Lack of access to the patterns and designs behind a body of code makes it difficult to maintain large code bases; having a global understanding of a system is often crucial to being able to transform it in a reliable and productive manner. When developers understand the software structure, they are better able to identify design problems and fix them, as well as to extend the software without introducing new problems.

Some common developer tasks that require good understanding of the system are code reviews and refactoring. During a code review, programmers will often identify code patterns that can lead, for instance, to poor performance or race conditions. They may also try to recognize the design patterns [10] used, in order to grasp what the code does. Without tool support and good code documentation, identifying such patterns can be time-consuming. Refactoring [9] - the restructuring of an existing body of code without changing its external behavior - is also common, especially when code bases increase or APIs change. Tools like Eclipse [8] provide good support for simple refactoring, like renaming variables or changing method signatures, but little in the way of conceptual transformations, such as replacing the use of an iterator pattern with a visitor pattern [10].

Some more exotic tasks include detecting copy-pasted code and recognizing programming "fingerprints." Copy-pasting code is widely practiced and very tempting, in order to save time; unfortunately, in the long run it leads to code that is hard to maintain and may even have legal implications, depending on which code base the code was copied from. Detecting copy-pasted code by searching for code snippets fails when layout or identifier names are modified. Plagiarism detection tools use code fingerprinting techniques to determine similarity [15]. We believe fingerprinting can be applied at higher semantic levels: a programmer often develops a certain style of programming, leading to a fingerprint that is found in all code (s)he produces. Recognizing such fingerprints automatically can help identify code by origin, with the purpose of rewriting it (e.g., to avoid licensing problems) or double-checking it (e.g., because the originator is suspected of having coded a backdoor into the system).

The difficulty of such maintenance operations, however, tends to increase substantially as the number of contributors and the size of the code base increases [3]. As the cost of maintenance goes up, the quality of maintenance tends to drop, leading to a deterioration of software quality. It is therefore necessary to develop tools that can aid programmers in rapidly understanding large bodies of software at a global level.

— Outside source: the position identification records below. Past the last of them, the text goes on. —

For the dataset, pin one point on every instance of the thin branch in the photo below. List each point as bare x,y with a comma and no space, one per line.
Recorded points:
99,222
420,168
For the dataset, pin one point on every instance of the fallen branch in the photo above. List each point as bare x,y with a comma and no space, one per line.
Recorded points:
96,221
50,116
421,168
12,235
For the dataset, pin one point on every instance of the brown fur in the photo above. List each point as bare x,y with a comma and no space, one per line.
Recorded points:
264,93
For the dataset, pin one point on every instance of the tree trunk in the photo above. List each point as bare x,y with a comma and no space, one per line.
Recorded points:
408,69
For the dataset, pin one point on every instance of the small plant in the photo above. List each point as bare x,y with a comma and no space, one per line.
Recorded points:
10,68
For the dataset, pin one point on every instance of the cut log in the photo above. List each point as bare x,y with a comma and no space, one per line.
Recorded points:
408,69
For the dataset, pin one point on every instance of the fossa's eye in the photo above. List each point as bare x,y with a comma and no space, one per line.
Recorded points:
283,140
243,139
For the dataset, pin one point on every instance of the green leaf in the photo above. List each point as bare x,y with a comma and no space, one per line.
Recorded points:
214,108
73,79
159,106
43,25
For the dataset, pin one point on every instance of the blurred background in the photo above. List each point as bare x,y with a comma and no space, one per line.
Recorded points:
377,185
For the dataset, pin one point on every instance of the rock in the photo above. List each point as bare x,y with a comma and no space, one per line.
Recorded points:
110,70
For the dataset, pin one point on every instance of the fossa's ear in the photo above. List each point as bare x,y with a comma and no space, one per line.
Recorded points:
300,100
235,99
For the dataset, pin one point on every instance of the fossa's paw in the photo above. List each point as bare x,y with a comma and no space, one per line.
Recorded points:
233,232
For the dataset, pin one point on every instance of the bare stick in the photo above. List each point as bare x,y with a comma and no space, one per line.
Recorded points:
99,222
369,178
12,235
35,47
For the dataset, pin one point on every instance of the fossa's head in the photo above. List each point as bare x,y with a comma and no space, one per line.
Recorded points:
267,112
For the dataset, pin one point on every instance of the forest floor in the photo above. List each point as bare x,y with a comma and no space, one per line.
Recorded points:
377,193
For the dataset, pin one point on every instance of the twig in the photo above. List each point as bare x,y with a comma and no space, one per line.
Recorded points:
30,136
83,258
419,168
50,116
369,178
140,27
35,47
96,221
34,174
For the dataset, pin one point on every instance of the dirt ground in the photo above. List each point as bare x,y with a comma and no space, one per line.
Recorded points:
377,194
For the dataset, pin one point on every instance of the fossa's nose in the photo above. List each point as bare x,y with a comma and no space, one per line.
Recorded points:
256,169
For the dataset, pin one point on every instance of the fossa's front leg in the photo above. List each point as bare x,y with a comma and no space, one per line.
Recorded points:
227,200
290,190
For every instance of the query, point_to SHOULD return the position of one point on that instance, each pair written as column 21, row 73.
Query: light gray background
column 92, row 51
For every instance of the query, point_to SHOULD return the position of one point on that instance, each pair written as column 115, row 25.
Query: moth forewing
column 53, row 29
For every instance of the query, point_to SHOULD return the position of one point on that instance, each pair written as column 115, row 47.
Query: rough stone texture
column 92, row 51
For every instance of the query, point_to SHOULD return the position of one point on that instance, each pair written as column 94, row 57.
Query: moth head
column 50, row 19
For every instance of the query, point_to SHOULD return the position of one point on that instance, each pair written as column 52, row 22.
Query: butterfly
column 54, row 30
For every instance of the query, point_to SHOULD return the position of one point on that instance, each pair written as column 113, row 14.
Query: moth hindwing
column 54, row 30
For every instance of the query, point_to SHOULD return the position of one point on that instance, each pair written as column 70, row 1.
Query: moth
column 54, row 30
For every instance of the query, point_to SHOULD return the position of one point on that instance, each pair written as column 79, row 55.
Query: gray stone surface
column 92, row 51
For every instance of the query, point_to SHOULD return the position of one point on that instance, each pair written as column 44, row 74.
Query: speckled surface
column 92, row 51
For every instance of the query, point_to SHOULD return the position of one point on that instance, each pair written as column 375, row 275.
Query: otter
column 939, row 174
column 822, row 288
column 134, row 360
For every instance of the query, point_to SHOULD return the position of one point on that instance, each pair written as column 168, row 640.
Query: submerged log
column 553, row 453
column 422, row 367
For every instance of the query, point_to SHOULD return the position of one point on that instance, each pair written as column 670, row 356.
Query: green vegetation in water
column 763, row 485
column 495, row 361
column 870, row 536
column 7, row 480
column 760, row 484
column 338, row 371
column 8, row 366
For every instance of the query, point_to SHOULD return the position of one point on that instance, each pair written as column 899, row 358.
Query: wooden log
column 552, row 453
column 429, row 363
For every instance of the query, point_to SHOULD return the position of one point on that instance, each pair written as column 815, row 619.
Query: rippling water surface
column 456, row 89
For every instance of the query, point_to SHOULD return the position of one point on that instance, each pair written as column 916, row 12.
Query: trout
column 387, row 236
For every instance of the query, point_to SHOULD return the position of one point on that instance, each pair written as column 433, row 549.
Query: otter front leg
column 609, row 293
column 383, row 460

The Deprogramming Approach

In this paper, we describe preliminary steps toward DeP, a tool that helps developers deprogram software. Our approach aims to take static analysis to a higher conceptual level: whereas traditional static analyzers identify low-level patterns, like uninitialized variables and potential race conditions, in DeP we perform static analysis at the level of design patterns embodied within the code.

DeP operates on Java source code or bytecode and turns it into an intermediate representation. Of the different possible representations, we chose the dependency graph, as it is a highly expressive abstraction of the code. After statically extracting dependencies, DeP utilizes dynamic analysis to augment the graph with additional information. §3 describes dependency graphs in detail.

The graph is used for various types of static analysis, primarily pattern-matching to recognize design constructs and structures (see §4). DeP also provides custom views of the dependency graph, with the ability to visually manipulate the underlying source code (see §5).

Finally, DeP can generate new artifacts based on these analyses, such as code documentation (see §6).

Dependency Graphs

The dependency graph is a directed graph that represents relations (e.g., inheritance or membership) as edges between nodes representing Java classes, packages, interfaces, methods, and fields. Figure 1 shows a small fraction of the graph representation of the JBoss application server [11], a system with over 350 thousand lines of code (KLOC); we only show one type of edges.

We build the dependency graph of a system in two steps: one static, one dynamic. The static extraction focuses on the code's internal structure and identifies several types of dependencies between graph nodes: calls, read access, write access, extends, implements, method overload, method overwrite, anonymous type, inner type, member method, member type, member field, contained in file, contained in directory, contained in package, etc.

In the dynamic step, we use an improved version of AFPI [4] to obtain additional information for the graph: calls that are missed by the static step, member methods and member types, and, most importantly, error and exception propagation. AFPI uses fault injection to exercise and observe propagation paths, relying on dynamic stack traces to find inter-component dependencies; we added the ability to record the context in which faults occur. This dynamic analysis adds important information, such as indirect relationships arising from the use of reflection followed by invocations of the reflected API, which escapes static analysis.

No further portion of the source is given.